An initial appearance is scheduled for Jan. 15 for a Lake Geneva contractor charged with taking more than $62,000 for projects in the towns of Walworth, Linn and LaGrange but failing to do the work.
Shannon W. Bullis, 43, was charged Dec. 3 in Walworth County Circuit Court with two counts of theft in a business setting of more than $10,000 and theft in a business setting of $5,000 to $10,000.
According to the criminal complaint, three residents in the towns of Walworth, Linn and LaGrange paid Bullis $62,421 for work to their properties, but Bullis never completed the work, and according to former employees, spent the money on personal items including a trip to Florida and at strip clubs.
The Town of LaGrange resident hired Bullis’ company, Bullseye General Contracting, to repair the roof on his home on Solid Comfort Drive in 2016 and made a down payment of $13,500 in October of that year, according to the criminal complaint. The work was never completed, and the resident learned in March 2017 that Bullis had closed to company in Wisconsin and moved it to Florida and Nebraska, according to the complaint.
The Town of Walworth resident hired Bullis in May 2016 to repair roofs of his house and barn on Brick School Road and wrote checks for $2,000 and $7,926.92 that month, according to the complaint. The resident signed a second contract with Bullseye in September 2016 to repair siding to his home and wrote checks for $5,180.17 and $2,000 for that job, according to the complaint.
Bullseye delivered materials to his home for the project, but they were sent cash-on-delivery, which the resident refused to pay, according to the complaint. The materials sat there for months, and no one showed up to do the work, the complaint states. The resident eventually hired a Bullseye employee, who had since quit his job at Bullseye, to complete the job, according to the complaint.
The Town of Linn resident hired Bullseye to repair three buildings on his property – a main barn, a hog house and his residence – that were damaged by a storm in 2016, according to the complaint. The resident forwarded an insurance payment for $31,815.22 to Bullis, and Bullis’ company completed the house roof and hog house but did not do the barn project, which accounted for $22,922.57 of the insurance funds that were issued, according to the complaint.

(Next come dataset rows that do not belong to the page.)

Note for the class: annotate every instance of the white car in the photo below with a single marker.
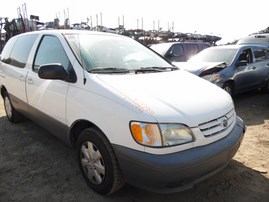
(131, 115)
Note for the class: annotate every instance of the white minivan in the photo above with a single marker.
(131, 115)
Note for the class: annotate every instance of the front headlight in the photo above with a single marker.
(161, 135)
(212, 78)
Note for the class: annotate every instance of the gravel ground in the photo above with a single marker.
(35, 166)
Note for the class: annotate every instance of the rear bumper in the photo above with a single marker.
(178, 171)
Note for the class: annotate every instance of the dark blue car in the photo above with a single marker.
(235, 68)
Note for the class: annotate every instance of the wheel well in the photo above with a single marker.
(77, 128)
(231, 82)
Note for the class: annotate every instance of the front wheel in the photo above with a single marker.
(98, 163)
(12, 115)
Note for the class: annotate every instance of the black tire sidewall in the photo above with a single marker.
(93, 135)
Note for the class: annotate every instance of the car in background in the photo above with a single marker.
(261, 39)
(179, 51)
(235, 68)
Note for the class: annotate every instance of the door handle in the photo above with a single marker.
(30, 81)
(21, 77)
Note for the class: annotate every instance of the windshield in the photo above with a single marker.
(215, 55)
(112, 53)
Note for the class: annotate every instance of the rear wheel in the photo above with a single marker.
(98, 163)
(228, 88)
(12, 115)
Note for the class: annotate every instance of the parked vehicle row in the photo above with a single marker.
(235, 68)
(131, 115)
(179, 51)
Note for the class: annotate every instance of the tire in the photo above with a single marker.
(12, 115)
(228, 88)
(265, 89)
(98, 163)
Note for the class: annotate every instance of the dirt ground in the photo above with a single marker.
(35, 166)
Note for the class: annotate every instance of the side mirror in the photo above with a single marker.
(241, 63)
(55, 72)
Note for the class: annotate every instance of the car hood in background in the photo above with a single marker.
(175, 96)
(197, 67)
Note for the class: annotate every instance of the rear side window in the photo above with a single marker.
(260, 54)
(21, 50)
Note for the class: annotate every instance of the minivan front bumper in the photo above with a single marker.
(179, 171)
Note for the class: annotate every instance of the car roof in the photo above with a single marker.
(70, 31)
(237, 46)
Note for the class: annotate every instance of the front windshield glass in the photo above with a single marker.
(107, 51)
(214, 55)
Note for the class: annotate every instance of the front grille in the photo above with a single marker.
(218, 125)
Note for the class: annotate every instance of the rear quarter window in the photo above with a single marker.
(21, 49)
(260, 54)
(7, 50)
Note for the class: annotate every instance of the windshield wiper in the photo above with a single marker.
(154, 69)
(107, 70)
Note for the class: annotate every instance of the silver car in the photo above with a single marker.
(235, 68)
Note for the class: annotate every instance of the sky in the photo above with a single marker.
(229, 19)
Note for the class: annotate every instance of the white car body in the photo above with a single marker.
(111, 102)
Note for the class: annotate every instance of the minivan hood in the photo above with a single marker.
(197, 67)
(176, 96)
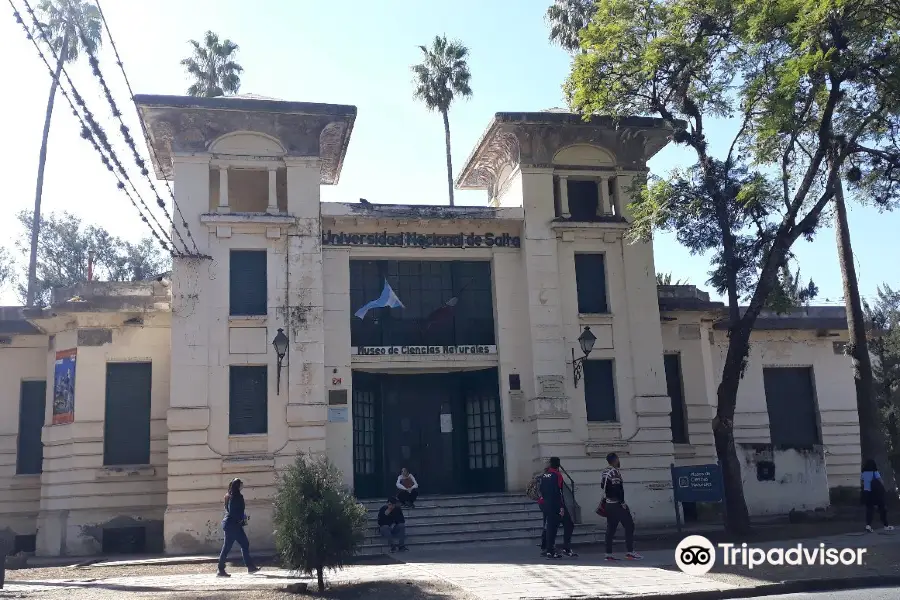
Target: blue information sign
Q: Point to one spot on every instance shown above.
(697, 483)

The former employee who completed the Town of Walworth project said Bullis had difficulty getting crews to complete jobs because paychecks started bouncing and every Friday was “a rush to get to the bank to make sure you got paid before funds ran out,” according to the complaint. He said employees would go weeks without pay, and Bullis used payment from projects for things like $4,000 to put his name on a racecar, a trip to Florida and patronizing strip clubs, according to the complaint. He said Bullis would sell new jobs and use those down payments to complete previous jobs in a “mini-pyramid scheme” arrangement, according to the complaint.
He said as many as 23 to 30 customers were calling wanting their job finished, no one would call them back and no money was available to complete the jobs, the complaint states. The company “closed its doors” in late 2016 and Bullis “took the money and ran,” the former employee said, according to the complaint.